Coastal Community Foundation of South Carolina Inc. is a public 501(c)(3) charity as classified by the US Internal Revenue Service. Since 2006 it has grown to be the largest grant-making entity in South Carolina serving donors and nonprofits in nine counties of the Lowcountry region (Charleston, Dorchester, Colleton, Berkeley, Hampton, Jasper, Beaufort, Georgetown, and most recently Horry). The foundation was created in 1974 with a gift of $9,000 from the Historic Rotary Club of Charleston, facilitated by Ted Stern, Howard Edwards, Mal Haven (namesake of the Haven Award), and others. The foundation has grown rapidly since 2009, in some years faster than all but 3% of community foundations nationwide. Its 14 person staff manage investments of $220 million and distribute in excess of $20 million in grants to the community. Donors to 650+ funds direct grants to more than 700 nonprofit organizations each year. Since 2012 Coastal Community Foundation has received more donations than all other South Carolina nonprofits except for two, substantially larger, organizations (i.e., MUSC and The Citadel).

==Community leadership==
The foundation assists hundreds of nonprofit organizations in improving their operations through consulting and mentoring. In particular, in May 2014 Coastal Community Foundation launched Lowcountry Giving Day a community-wide, online challenge that trained nonprofits on the use of online giving tools and social media.

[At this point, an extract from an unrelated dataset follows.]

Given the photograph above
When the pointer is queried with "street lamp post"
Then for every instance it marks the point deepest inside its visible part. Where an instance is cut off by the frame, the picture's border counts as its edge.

It generated $4 million for local charities on its inaugural day. and nearly double that amount in its second year. Anita Zucker and other philanthropic leaders pledged to augment giving on Lowcountry Giving Day in proportion to the gifts made to each nonprofit participant.

The foundation also works with donors to create meaningful philanthropic experiences. Starting in 2010, Social Venture Partners Charleston is one such donor education forum. It is affiliated with Social Venture Partners International and has granted out more than $155,000 since inception.